Reader Nails LA Times Columnist for ‘Ignorance,’ ‘Naiveté,’ and ‘Anti-Catholicism’

Last week, in this NewsBusters post, we took issue with the anti-Catholicism in an August 5, 2006, column from Los Angeles Times media critic Tim Rutten. In an especially ugly and vitriolic piece, Rutten capitalized on the arrest of Mel Gibson to imply that orthodox Christians and supporters of Gibson's The Passion of the Christ film were anti-Semitic. Rutten's column builds the case that anti-Christian and anti-Catholic prejudice is alive and well at the Los Angeles Times.

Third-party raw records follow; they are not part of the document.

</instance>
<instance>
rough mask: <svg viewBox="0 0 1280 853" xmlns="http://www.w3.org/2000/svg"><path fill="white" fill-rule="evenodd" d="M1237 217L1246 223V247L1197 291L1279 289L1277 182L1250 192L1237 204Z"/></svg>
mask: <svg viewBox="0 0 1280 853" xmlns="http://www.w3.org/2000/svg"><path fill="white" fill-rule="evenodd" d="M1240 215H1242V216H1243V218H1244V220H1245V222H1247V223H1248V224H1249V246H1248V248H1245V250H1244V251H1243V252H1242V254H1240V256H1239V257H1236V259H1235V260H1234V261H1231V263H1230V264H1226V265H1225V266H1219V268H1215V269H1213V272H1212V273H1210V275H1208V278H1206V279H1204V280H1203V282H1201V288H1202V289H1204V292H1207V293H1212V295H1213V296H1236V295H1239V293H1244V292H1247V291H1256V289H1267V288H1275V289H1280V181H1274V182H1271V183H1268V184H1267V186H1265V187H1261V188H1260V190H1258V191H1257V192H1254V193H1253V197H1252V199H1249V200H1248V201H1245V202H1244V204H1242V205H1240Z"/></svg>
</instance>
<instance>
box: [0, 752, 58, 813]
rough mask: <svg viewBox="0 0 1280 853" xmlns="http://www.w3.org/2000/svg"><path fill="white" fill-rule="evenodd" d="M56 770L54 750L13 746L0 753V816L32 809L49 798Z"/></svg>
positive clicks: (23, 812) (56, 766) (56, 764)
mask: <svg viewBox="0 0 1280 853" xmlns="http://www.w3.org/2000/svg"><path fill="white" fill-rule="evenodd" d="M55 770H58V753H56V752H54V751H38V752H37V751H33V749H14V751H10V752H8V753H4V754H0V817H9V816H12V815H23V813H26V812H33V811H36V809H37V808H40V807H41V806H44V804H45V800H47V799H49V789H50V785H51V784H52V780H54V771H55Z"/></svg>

Yesterday (Saturday, August 12, 2006), the Times published four readers' letters in response to Rutten's article. Of course, as is customary with articles that voice "acceptable" views at the Times, the majority of the published letters defended Rutten and his hate. However, the Times did allow one dissenting letter to be published. A Thomas McCambridge from Thousand Oaks, California (?), properly nailed Rutten for his "historical ignorance", "theological naivete," and anti-Catholicism. Here's the letter (emphasis mine):

TIM RUTTEN'S characterization of pre-Second Vatican Council Catholicism as a "fetid theological swamp" and of latter-day attempts to maintain orthodox Catholicism as tantamount to systematic anti-Semitism demonstrates historical ignorance and theological naiveté. Worse, it manifests a powerful anti-Catholicism. If such blatant calumnies had been written about Jews, African Americans, women, Latinos or Muslims, the public outrage would be enormous. But anti-Catholicism is the socially approved bigotry and so need never apologize or atone.

THOMAS R. MCCAMBRIDGE
Thousand Oaks

Well said, sir! But, again: Three letters defended Rutten's bigotry. Yet let's hope that McCambridge's letter reached some honest-eared folks at the Times in such a way that they will turn away from their "socially approved bigotry."